In theory, crowdsourcing sounds pretty good for a client. You have a brief, you put it up online, and you return later to find a whole bunch of concepts in your inbox – and only pay your nominated fee. But it’s not quite that simple.
Crowdsourcing hurts designers and the design industry. The core premise behind crowdsourcing is that clients can get their design work completed on the cheap. Ultimately, this involves a myriad of designers doing work on spec (i.e.: for no pay), and only the designer whose work is selected ends up being paid. In the marketing material for a leading design crowdsourcing site, they offer clients the opportunity to hold a “design contest” to get designs “at a fraction of the price” to “spend less and get more” – implicit in this is that designers must scramble to get less and give more.
When you order a meal, you don’t order five and only pay for the best one. No-one should have to work for free or enter a “contest” just to get paid for work they have already completed – plumbers don’t do it, shops don’t just let you walk in and take merchandise, so why should design be any different?
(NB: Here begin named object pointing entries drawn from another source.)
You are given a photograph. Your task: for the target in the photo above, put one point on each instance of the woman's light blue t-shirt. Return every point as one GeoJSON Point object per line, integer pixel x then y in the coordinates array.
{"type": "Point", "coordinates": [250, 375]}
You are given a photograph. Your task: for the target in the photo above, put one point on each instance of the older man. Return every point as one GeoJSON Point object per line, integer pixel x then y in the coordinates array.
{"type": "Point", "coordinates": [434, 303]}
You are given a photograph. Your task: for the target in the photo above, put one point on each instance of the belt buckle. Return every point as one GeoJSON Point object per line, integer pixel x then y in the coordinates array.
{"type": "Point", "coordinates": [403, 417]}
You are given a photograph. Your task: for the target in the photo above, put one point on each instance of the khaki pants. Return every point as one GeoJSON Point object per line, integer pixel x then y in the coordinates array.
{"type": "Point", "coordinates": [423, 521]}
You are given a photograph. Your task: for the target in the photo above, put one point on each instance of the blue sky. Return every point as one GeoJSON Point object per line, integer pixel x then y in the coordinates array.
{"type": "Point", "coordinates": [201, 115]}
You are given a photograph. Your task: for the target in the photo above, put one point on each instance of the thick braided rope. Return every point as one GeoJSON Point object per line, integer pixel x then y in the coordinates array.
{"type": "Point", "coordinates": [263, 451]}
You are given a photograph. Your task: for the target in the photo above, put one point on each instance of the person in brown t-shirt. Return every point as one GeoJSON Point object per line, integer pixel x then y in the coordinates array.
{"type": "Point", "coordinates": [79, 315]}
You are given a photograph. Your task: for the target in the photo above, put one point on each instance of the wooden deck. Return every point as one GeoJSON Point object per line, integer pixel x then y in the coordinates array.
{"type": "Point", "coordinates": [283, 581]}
There is no reason that you should get free or cheap ideas or designs just because you are “floating an idea” or a “startup” and there is no excuse for not paying someone for the work they do. Just like you, our jobs are our livelihood; it’s what we do to put food on the table. Crowdsourcing is tantamount to exploitation and it’s audacious to suggest that there is any legitimacy in the practice.
Graphic design is a skilled occupation and as such it is a service that should be paid for. Crowdsourcing is in many ways similar to free pitching, a practice that is frowned upon in the design industry. The AGDA (Australian Graphic Design Association) code of ethics “discourages members from predatory pricing practices such as free pitching, loss leading and other pricing below break-even. Members should be aware that such practices will damage the economic viability of their business.”
Additionally, AGDA stress that they are “unequivocally opposed to the unfair manipulation of designers with the aim of garnering unpaid work.” In a creative industry, ideas are our business and there is potential for crowdsourcing (and free pitching) to be misused as a means of a client accessing a multitude of ideas for minimal or no spend.
There are downsides for clients too. When you use a studio or freelance designer, a key determiner in getting a good outcome for your business is in the collaboration between client and designer. Effective design achieves results via research, concept development, design and refinement. The whole process requires your designer to have an intimate understanding of your business and its needs; this can only be achieved through a strong relationship with you, the client. Users on crowdsourcing sites are not given the opportunity nor the budget to get to know you or your business, and as such you get what you pay for.
Additionally, when joining forces with a flesh and blood designer, you are able to verify their skills and qualifications. Online, you have no way of telling who anyone really is or to ensure the work they upload is their own. Is it worth risking that the ‘unique’ design created for your business could be plastered all over another brand’s building, collateral and website?
Crowdsourcing devalues what we do – design is not simply a logo or a brochure, it’s the bespoke result of an involved process of hard work and informed research. Clients using crowdsourcing for their design demonstrate a lack of respect for and understanding of the design process, designers and our industry. Designers also ought to consider the ramifications of using these sites to earn a bit of cash on the side; it makes them complicit in perpetuating the idea that design is not a valuable service and encourages clients to seek out these services in favour of paying appropriate rates for design work.